For something a little out of the ordinary, try black salsify or scorsonère, which is dug from the ground in the middle of winter. Peel it just like a carrot, but cook it in simmering water for an hour (yes, an hour!). Try it mixed up with a few pieces of pear for an interesting sweet-meets-savoury side dish.

Black, Salsifies

With fresh fruit yet to come into season, consider instead dried fruits, such as prunes, which are dried at the end of the summer in order to be eaten all year round. In France, prunes come from the large Ente plum, mainly produced in the Lot-et-Garonne, Dordogne, Gironde, Gers and Tarn-et-Garonne. They go beautifully with cheese and are delicious added to a lamb tagine.

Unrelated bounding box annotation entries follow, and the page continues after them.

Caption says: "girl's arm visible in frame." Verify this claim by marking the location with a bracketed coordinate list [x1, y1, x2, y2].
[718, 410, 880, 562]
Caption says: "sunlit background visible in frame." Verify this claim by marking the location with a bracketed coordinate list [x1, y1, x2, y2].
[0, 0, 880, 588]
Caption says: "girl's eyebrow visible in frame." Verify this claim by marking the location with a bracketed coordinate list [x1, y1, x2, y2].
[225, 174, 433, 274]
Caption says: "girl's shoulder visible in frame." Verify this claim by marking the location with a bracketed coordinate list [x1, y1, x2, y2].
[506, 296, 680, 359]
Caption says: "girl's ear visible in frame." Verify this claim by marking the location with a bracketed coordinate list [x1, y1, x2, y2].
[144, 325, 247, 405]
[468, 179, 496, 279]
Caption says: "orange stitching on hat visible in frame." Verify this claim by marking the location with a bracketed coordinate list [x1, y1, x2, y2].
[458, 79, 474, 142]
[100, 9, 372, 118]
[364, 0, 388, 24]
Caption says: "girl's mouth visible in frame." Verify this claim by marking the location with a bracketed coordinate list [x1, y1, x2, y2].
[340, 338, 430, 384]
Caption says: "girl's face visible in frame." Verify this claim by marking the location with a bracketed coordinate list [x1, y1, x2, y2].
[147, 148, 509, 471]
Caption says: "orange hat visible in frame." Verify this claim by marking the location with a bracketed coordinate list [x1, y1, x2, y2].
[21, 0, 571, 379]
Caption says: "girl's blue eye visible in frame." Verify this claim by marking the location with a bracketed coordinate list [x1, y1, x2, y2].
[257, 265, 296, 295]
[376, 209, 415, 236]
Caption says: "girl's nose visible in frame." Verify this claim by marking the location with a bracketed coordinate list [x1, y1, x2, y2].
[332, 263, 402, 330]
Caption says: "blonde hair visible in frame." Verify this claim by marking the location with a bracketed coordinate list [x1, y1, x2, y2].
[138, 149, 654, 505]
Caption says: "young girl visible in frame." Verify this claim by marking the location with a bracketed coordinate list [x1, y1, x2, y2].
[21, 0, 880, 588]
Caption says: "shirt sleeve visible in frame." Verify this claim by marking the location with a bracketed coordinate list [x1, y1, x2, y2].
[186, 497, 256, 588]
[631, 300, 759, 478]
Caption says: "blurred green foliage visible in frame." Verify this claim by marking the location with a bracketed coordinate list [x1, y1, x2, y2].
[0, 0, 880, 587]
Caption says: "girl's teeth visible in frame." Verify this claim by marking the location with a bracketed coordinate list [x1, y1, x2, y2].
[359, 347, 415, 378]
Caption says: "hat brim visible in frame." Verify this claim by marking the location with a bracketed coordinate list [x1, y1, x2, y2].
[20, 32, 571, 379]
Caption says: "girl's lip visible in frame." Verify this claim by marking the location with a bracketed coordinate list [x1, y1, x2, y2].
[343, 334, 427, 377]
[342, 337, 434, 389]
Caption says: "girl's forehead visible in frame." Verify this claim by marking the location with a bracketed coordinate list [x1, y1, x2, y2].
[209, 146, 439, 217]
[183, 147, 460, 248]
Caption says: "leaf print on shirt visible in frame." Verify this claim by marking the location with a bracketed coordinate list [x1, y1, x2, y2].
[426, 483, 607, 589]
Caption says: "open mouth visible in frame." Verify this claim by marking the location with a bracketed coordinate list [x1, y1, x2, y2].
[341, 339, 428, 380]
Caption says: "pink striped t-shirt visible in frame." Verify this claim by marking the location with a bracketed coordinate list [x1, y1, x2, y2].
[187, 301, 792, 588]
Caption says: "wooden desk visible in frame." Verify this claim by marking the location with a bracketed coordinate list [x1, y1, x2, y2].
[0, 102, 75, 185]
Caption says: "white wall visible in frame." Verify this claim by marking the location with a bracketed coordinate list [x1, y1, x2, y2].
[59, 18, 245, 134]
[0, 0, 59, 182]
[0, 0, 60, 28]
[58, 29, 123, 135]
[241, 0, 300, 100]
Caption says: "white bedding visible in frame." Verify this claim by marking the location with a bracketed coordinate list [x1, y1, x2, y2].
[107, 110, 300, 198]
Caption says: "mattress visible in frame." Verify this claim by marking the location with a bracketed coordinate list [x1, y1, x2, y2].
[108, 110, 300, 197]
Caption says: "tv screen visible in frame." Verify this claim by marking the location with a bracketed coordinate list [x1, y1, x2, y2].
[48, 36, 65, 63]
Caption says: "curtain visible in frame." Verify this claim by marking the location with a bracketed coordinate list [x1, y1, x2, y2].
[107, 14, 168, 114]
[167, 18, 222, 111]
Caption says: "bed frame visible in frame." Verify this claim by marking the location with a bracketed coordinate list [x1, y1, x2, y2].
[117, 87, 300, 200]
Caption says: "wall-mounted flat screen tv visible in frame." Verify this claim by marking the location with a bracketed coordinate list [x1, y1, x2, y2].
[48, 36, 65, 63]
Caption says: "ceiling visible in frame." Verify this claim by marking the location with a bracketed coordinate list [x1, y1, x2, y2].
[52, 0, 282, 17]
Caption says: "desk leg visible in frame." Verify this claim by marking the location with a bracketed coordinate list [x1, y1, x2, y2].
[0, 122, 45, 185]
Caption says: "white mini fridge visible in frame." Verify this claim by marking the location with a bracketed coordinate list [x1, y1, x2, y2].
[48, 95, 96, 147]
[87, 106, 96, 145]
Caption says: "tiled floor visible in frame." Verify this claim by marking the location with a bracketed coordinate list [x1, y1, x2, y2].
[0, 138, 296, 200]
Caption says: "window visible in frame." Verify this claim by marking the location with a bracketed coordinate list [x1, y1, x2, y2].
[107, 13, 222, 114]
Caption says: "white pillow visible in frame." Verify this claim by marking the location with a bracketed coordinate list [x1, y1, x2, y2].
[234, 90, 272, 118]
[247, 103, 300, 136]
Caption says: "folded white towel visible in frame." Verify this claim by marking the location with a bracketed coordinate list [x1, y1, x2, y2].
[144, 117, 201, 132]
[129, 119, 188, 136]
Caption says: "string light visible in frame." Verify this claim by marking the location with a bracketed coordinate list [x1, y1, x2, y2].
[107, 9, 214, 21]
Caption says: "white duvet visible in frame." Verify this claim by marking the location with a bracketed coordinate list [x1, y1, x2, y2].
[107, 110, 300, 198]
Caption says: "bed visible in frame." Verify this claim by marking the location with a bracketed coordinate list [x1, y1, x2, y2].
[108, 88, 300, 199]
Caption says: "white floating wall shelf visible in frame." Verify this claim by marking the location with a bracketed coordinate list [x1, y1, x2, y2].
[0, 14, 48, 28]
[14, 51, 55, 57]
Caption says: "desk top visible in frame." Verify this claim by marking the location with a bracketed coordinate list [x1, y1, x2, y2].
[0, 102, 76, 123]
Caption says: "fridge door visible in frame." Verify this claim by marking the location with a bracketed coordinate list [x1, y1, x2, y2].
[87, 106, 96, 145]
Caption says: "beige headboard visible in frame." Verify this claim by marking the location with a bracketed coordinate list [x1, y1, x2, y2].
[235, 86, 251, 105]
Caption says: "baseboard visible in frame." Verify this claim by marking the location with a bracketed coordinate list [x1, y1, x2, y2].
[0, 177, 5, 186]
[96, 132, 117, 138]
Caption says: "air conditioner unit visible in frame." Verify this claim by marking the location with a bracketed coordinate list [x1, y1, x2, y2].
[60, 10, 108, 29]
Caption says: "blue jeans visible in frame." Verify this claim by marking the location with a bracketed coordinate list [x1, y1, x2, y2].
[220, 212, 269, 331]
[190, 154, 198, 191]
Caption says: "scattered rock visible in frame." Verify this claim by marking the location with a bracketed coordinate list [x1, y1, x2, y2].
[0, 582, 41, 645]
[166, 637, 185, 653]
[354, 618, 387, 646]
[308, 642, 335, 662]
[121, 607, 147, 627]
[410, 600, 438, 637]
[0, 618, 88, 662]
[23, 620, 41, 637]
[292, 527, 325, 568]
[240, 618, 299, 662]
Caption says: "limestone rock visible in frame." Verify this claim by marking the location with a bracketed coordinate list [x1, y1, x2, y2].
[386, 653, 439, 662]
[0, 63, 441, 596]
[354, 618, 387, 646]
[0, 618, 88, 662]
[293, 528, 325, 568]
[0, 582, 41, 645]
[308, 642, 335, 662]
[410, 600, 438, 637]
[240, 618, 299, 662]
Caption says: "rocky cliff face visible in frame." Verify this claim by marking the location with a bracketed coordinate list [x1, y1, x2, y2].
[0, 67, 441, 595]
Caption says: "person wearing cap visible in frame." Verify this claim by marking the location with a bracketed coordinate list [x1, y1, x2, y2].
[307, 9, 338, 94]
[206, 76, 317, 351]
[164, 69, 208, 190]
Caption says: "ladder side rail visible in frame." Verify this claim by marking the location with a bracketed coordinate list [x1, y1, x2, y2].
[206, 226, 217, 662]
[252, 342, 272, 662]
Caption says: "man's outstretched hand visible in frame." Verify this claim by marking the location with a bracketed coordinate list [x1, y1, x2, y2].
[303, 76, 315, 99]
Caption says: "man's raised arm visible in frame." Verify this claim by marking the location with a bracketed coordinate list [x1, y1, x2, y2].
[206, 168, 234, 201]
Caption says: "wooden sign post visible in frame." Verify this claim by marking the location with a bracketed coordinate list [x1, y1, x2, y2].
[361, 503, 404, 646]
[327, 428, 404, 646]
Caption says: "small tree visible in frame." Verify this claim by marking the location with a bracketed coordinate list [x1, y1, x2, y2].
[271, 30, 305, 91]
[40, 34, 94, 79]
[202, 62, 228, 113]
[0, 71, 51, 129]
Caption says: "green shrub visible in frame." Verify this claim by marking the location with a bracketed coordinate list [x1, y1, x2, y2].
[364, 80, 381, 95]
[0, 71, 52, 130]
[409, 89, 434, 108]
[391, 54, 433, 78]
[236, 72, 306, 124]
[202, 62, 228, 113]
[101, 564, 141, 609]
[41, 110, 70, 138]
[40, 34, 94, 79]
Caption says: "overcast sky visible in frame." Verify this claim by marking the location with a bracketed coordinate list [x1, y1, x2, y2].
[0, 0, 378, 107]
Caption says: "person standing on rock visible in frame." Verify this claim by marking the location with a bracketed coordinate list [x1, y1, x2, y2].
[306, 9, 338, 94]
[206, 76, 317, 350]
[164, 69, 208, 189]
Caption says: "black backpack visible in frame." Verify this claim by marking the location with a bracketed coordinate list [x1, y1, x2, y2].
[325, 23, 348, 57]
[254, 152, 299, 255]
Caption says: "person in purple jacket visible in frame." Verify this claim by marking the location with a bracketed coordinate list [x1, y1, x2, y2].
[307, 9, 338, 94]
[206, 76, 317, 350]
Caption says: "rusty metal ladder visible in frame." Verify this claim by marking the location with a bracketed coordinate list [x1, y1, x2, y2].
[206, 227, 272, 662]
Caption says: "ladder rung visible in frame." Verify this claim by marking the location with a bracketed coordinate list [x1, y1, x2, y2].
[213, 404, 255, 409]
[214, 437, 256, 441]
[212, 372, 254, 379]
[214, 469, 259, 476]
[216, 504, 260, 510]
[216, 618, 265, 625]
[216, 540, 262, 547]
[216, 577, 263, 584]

Did you know that France is Europe’s largest producer of turkeys, with some 45,000,000 bred in 2019? And you don’t need to save them for a big Christmas feast – try cooking a thigh in apple juice, for example, for a light but tasty supper. Label Rouge and other organically grown turkeys have access to a large grassy environs all year round, while the Bresse AOP turkey is raised for seven months in lush meadows and feeds on dairy products, such as milk and buttermilk, insects, molluscs and various herbs, which gives its flesh its highly sought-after flavour.


In winter, there is a lot of squid out and about in the Atlantic Ocean and the Mediterranean Sea. So fresh it needs little work in the kitchen – simply slice it into strips and grill for a few minutes drizzled with a good olive oil.

When it comes to fish, saithe and pollock both thrive at this time of year and make an interesting change from cod or haddock.